Es justamente desde esta última mirada que la poeta Catalina Gómez (1981) visita su infancia en Fósiles (Queltehue Ediciones, 2022), debut literario de la santiaguina que ha formado parte de talleres de Bruno Lloret (Leña) y Diego Alfaro Palma (Tordo). Un primer libro de poemas, presentado en el Festival Internacional del Libro y la Lectura de Ñuñoa, que, como dice en su texto de contraportada, escrito por la editora Katherine Hoch: «Evoca esos momentos sutiles, fugaces y siniestros que cada persona ha vivido como trozos repartidos en su infancia».
Fósiles está dividido en dos partes. Cada una de ellas comienza con un poema que hace alusión a las estructuras. Acaso los cimientos sobre los cuales se construye la niñez: el barrio, la escuela, las amistades, la familia. Pero estas estructuras están lejos de ser firmes. Su fragilidad está expuesta en los versos de cada uno de estos textos que inauguran cada sección. Lo subterráneo que puja por salir a la superficie.

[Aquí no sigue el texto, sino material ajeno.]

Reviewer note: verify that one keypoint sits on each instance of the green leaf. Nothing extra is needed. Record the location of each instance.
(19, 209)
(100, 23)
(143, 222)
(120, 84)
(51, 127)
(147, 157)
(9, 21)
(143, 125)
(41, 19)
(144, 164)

Los fósiles, evidencia de lo que fuimos, también pueden ser podados como las plantas del jardín. Como quien da forma al arbusto de la memoria, la poeta elige qué recuerdos mantener y cuáles erradicar. Dicen los versos del poema Pequeña guía para enterrar imaginaciones:
Para podar los huesos de nuestro jardín
es necesario habitar un vientre hasta las últimas consecuencias
El más anciano del barrio
regala caramelos de sus bolsillos:
más sabe el viejo por dulce que por diablo.

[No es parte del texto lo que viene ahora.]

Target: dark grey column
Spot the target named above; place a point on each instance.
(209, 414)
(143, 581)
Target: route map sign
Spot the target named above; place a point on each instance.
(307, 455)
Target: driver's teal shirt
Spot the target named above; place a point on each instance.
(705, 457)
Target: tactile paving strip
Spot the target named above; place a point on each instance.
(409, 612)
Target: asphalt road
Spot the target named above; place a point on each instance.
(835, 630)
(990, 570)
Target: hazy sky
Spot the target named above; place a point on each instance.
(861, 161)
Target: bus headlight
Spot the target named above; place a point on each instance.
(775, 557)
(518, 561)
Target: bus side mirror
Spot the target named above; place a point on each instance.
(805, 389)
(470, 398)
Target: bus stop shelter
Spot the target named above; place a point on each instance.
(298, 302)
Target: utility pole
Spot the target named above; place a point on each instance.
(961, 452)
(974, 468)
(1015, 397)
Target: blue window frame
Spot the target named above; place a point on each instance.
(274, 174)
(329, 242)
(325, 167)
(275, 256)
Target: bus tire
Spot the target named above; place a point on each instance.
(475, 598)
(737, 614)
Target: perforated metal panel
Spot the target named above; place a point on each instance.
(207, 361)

Para recoger las adelfas que caen sobre la ropa
es imperioso apagar la tele febril del año 88.
Para plantarse en la vida habría que aprenderse de memoria
las tablas del horror.
En esos años fatídicos, no son las tablas de multiplicar las que se aprenden, y las flores no son sinónimo de inocencia o belleza. No es casual que se opte por las adelfas, flores altamente venenosas. Para recogerlas es necesario apagar el horror de la televisión dictatorial.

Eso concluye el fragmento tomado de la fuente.